Athens, Greece - Never a laughing matter in Greece, death is even more grave for the country's non-Orthodox communities, whose shortage of sanctioned burial grounds has long been compounded by legal restrictions and official apathy by the Greek state.
"Discrimination against non-Orthodox believers in Greece also applies in cases of death," says Dede Abdulhalim, an activist of the Muslim minority in the northeastern Greek region of Thrace, the sole area with Muslim cemeteries.
"For a Muslim, there is practically no chance of burial outside Thrace," Abdulhalim says. "Local municipalities always find an excuse (against it), under the influence of the Orthodox Church."
Greece's Catholic community faces similar difficulty outside the few cemeteries under its control, says church spokesman Nikolaos Gasparakis, noting that "even when a place is found in a cemetery, Greek priests forbid the use of the adjacent chapel".
Ironically, even the Orthodox nowadays run afoul of the problem facing Greece's non-Orthodox population, which constitutes about two percent of the country's estimated 10.6 million.
"In Athens, even the Orthodox have trouble finding a grave, because of a lack of space," says Yiannis Ktistakis, general secretary of the Greek Human Rights League.
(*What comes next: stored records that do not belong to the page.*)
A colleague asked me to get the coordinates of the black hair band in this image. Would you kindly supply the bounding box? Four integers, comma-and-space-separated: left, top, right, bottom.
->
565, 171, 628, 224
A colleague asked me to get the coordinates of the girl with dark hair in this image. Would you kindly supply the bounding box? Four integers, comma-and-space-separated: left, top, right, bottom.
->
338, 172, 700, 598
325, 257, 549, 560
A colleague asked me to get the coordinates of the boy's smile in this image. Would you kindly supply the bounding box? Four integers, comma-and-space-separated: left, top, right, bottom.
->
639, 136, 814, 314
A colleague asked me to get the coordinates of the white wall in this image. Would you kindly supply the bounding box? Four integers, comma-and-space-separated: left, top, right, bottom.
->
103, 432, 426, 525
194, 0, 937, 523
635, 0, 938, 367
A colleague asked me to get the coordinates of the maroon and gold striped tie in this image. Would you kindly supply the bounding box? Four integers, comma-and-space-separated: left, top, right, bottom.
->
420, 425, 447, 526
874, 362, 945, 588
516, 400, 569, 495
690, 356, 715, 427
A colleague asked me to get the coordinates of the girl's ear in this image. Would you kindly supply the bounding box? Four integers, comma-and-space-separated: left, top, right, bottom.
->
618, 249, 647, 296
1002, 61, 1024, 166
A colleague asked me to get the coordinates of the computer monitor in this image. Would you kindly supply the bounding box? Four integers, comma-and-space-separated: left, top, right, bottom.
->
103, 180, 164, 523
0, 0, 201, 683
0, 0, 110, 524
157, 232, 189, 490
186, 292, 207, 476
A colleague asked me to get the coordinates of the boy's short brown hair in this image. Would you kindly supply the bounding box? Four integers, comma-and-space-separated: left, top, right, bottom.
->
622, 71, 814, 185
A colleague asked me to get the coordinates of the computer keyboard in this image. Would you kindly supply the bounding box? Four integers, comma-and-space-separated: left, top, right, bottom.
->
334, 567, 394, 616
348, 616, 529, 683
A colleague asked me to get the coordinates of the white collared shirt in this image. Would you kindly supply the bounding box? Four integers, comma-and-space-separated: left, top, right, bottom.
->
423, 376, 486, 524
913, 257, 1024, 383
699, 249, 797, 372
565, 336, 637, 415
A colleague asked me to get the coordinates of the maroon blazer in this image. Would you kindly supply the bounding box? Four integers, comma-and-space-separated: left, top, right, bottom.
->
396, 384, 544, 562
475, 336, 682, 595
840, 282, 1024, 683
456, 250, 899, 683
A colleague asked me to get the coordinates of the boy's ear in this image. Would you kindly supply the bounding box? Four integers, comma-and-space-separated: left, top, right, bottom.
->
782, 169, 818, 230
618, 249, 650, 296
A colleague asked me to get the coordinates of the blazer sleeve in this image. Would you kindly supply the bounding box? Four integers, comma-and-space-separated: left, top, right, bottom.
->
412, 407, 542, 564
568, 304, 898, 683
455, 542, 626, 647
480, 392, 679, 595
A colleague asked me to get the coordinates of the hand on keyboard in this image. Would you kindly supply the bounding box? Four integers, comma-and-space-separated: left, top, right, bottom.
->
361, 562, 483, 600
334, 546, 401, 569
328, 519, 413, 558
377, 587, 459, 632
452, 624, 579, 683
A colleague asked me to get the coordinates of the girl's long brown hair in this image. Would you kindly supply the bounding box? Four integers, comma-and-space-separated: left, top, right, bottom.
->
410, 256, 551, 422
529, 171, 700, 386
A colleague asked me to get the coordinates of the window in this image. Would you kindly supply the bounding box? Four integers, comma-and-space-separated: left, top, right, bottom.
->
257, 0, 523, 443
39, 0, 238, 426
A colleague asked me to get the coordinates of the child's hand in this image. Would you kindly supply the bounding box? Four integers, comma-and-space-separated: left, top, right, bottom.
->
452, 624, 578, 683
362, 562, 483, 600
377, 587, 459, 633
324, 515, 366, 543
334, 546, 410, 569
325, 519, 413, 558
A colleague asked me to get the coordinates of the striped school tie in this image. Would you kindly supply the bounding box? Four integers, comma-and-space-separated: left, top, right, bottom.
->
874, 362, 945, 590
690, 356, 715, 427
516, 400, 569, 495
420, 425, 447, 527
But conditions for the non-Orthodox are worse in the countryside, because of the "sectarian" attitude of local authorities, he adds.
As a result, some 25,000 Muslims with Greek citizenship resident in Athens often have no choice but to seek passage to Thrace by rented taxi or van, says Abdulhalim.
Thousands of Muslim immigrants living in the capital face a similar 800-kilometre (500-mile) trek to the northeastern corner of Greece.
"And when the money is not enough, some relatives just declare the deceased to be Orthodox," notes Abdulhalim.
"The situation is even worse for immigrants than for non-Orthodox Greeks," says Gasparakis, the Catholic Church spokesman.
"A few years ago, an Orthodox bishop in the Peloponnese refused to allow not only burial but also mass for a Polish man," he says.
"We have alerted the authorities on several occasions, but we have met indifference, even though the law is on our side," Gasparakis says.
For those selecting cremation, which is prohibited under Greek Orthodox Church writ, the only choice is to travel outside Greece's borders, the nearest option being Bulgaria.
A looming shortage of space at Greek cemeteries recently led the government to indicate that it might reconsider its ban on cremation.
But Education Minister Marietta Yannakou, the competent state official, immediately qualified that this measure would only apply to non-Orthodox believers.
Standard practice in Greek state cemeteries dictates that relatives exhume the body of a deceased three years after burial, to free space for the next occupant.
But even this solution is not available to Muslims, whose religion prohibits exhumation.
"It is imperative for Athens to finally acquire a Muslim cemetery, the way other European capitals have done," says Abdulhalim.
The Greek Orthodox Church in December unexpectedly announced that it would donate land for a Muslim cemetery in a depressed district west of Athens.
But for the time being, the Muslim community can only wonder whether this proposal will have the fate of a planned mosque, officially announced by the Greek state years ago but still nowhere in sight.